Under the new federal Treasury draft regulations for Phase 3B reporting entities, fund trustees will have to review their reporting practices when it comes to OTC derivatives.
Josephine Maiorana, BNP Paribas Securities Services product manager, fund services Australia, said: “The challenge now arises for fund trustees to meet and monitor their local and global counterparty reporting obligations.”
BNP Paribas indicated that when fund trustees trade with foreign counterparties, they must transact with a counterparty that is subject to reporting requirements that are equivalent to the Australian Securities & Investments Commission’s (ASIC's) requirements.
The counterparty will also have to report the transaction to a prescribed repository and tag the trade as an ASIC trade, BNP Paribas stated.
“Due to the operational complexity, many funds are electing to report all transactions, both local and offshore on a dual-sided basis, to ensure they meet the new reporting obligations,” said Ms Maiorana.
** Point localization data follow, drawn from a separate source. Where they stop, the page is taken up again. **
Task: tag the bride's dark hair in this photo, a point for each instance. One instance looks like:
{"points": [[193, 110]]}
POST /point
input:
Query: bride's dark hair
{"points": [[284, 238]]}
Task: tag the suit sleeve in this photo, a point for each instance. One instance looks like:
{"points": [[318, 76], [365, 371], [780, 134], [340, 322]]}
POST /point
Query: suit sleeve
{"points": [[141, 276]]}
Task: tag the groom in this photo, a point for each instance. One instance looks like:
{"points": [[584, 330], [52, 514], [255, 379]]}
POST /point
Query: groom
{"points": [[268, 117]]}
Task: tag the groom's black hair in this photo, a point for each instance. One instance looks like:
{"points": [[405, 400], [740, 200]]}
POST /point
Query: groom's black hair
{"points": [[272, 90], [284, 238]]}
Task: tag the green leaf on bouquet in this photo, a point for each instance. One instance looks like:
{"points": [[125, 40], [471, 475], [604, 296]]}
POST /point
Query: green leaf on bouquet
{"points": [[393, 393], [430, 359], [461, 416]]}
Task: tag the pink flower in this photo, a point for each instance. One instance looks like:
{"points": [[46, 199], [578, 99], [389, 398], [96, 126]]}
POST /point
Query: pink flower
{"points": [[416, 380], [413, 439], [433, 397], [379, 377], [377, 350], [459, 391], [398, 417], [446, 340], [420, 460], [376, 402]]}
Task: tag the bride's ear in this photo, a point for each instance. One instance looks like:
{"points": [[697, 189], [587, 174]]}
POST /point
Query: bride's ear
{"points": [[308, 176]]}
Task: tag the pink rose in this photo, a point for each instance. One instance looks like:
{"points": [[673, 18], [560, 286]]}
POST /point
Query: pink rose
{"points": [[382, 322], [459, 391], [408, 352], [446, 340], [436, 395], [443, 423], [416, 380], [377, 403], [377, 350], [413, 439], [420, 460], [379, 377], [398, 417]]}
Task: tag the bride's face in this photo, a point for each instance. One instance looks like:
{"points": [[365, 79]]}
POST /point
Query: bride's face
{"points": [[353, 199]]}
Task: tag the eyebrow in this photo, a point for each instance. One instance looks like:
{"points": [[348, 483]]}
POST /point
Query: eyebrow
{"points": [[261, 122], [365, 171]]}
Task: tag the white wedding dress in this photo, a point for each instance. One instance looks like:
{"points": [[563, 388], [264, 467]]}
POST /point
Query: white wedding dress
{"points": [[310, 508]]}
BNP Paribas said the information that is now required to be reported is significantly broader.
“The key is determining who holds this information, and the ability to extract all relevant information on a timely basis to be reported through the trade repository,” Ms Maiorana said.
According to ASIC commissioner Cathie Armour: "ASIC expects that the cross-border scope of the rules will assist Australian entities to seek substituted compliance and equivalence for these transactions under foreign entities."
The new requirements will come into effect on 12 October 2015. The requirements include OTC derivatives and forward foreign exchange and associated hedging and overlays.
Phase 3B entities are those with broadly exposure of less than $5 billion to OTC derivatives.